Keeping track of your all your books, digitally

Library ScreenshotMy brother put up this post the other day after I was showing him the power of Delicious Library. This is a fantastic app where you simply put your ISBN bar code of a book in front of your Mac’s camera and it reads it, searches Amazon, and reads out to you the title of the book (or game or video, you can even add “tools,” “clothes,” etc.) and adds it to your library shelf. You can imagine how useful this would be. You can create notes and different “shelves” so that you can have one for office and one for home. “Where did I leave that copy of Strack’s Introduction to Talmud and Midrash? Oh, it is at home!” You get the idea.

Well, it is Mac only, hence my brohter’s near miss at Macenvy. He found a free online version called Gurulib (which is currently offline, making the “free” less than useful). I was having a few issues with DL but the update tonight fixed them. Since the online version is free I may well move that direction, assuming that it comes back online and remains free. But I know there are a fair number of unwashed using Windows and therefore do not have the choice of DL so in the spirit of philadelphos I offer this information.

Build your digital Bookshelves at!

June 23rd, 2008
by Steve Brady

Okay, I admit it.  I was briefly tempted to get a Mac.  The Mac has this really cool software, called “Delicious Library” that takes advantage of the webcam in the computer to read ISBN codes, and build a database of your personal library.  Thankfully, that temptation is gone.
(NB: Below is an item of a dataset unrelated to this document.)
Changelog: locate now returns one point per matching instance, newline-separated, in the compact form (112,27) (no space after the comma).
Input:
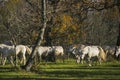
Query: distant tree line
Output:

At Gurulib you can enter books from a web interface, which moves you away from a specific OS, and allows for that whole “open community sharing” idea.  This free site not only lets you enter books into the online database by scanning the ISBN (or entering by hand, or searching on the title, or… you get the hint.)  It also allows you to share, if you wish, your library with others.  Both virtually (a “hey, check out what I like to read” sort of sharing) or literally, by allowing others to request to borrow a book, and allowing for a real exchange.  This is another great way to have some “social networks” that connects people with like interests, and enables you to share those interests.